La Suissesse s’est montrée très souriante au terme de sa course à Doha. Sur ses 100 mètres, elle s’est pourtant classée 7e avec un chrono assez éloigné de son record de Suisse. Mais il faut tenir compte de la préparation de la jeune athlète bernoise; deux mois seulement après sa médaille de bronze aux mondiaux indoor de Birmingham, elle a repris l’entraînement avec une très grande détermination en Floride, aux côtés de l’Américain Rana Reider qui n’est toutefois pas (encore ?) son entraîneur. Dans les faits, Mujinga s’est longtemps entraînée sans véritable coach en ce début d’année 2018. Pas une situation idéale mais une situation qu’elle dit maîtriser; et cela lui porte plutôt bien. Pour sa première sortie internationale en extérieur, ses 11”17 secondes témoignent un très bon augure. Et dans la confrontation, les plus rapides, les Ivoiriennes Marie-Josée Ta Lou (1ere) et Murielle Ahouré (4e), la Nigériane Blessing Okagbare (2e) ou encore la Jamaïcaine Elaine Thompson (3e) ont certainement tiré majeur profit des conditions météo: 30 degrés relativement peu humides (39%) et un vent fortement favorable (+1,5 m/s). De son côté, Mujinga Kambundji a dû apprivoiser une piste qu’elle n’avait jamais découverte auparavant, à Doha. Elle a aussi dû gérer un temps de préparation court; elle aurait pu s’inscrire au meeting de Langenthal (BE) le 10 mai prochain, mais a préféré se frotter dès le début à une concurrence parmi les plus relevées. Elle l’expérimentera encore une fois le 12 mai lors du deuxième meeting de la Diamond League à Shanghai où, cette fois, elle sera alignée sur les 200 mètres. Une première pour la Bernoise qui n’avait jamais repris la compétition aussi tôt un mois de mai. Et physiquement, avoue-t-elle au terme de sa course au Qatar Sports Club Stadium, elle en a ressenti quelques gênes. « J’étais surprise du résultat parce que je ne me sentais pas bien du tout sur la piste », débute-t-elle alors en zone mixte: « C’est un bon chrono surtout pour une première course. Il faut dire que j’ai parfois besoin d’un peu de temps au début de saison pour trouver mes marques. »

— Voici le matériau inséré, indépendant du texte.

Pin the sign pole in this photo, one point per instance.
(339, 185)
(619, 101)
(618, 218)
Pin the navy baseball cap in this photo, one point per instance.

« 11”17 augure de toute manière une belle suite. Je sens que je peux arriver à hauteur de mon record de Suisse et même descendre sous les 11 secondes cette saison »

Mujinga Kambundji, sprinteuse suisse

Pourtant, le début de cours était rapide et parfaitement ajusté, avec notamment l’un des temps de réaction les plus courts du plateau (0”140 centièmes). Seule Murielle Ahouré a été plus prompte sur le départ (0”136), ce qui – bien évidemment – ne procure pas un avantage décisif sur la course, mais bien défini, dans une moindre mesure, la forme physique et mentale de l’athlète. Par ailleurs, la sprinteuse suisse en convient; l’ensemble de son départ était satisfaisant. La course s’est alors compliquée dans sa deuxième moitié. « L’accélération était bonne, mes premiers 50-60 mètres étaient bien mais je me suis crispée à la fin, je sentais que je n’étais pas dans la bonne position », explique-t-elle alors en zone mixte avant de poursuivre: « Je n’ai pas réussi à me relâcher. Je sais que quand je ne me sens pas à mon aise, comme cela, je ne peux pas faire mieux. 11”17 augure de toute manière une belle suite. Je sens que je peux arriver à hauteur de mon record de Suisse (11”07) et même certainement descendre sous les 11 secondes cette saison. » Les ambitions sont donc intactes au terme de cette première course saisonnière au Qatar. Et puis, en réalité, elle ne s’attendait nullement à un résultat meilleur que celui-ci. « Mais aujourd’hui, il ne fallait pas mieux s’attendre. Il aurait été illusoire de viser un top chrono », conclut-elle alors.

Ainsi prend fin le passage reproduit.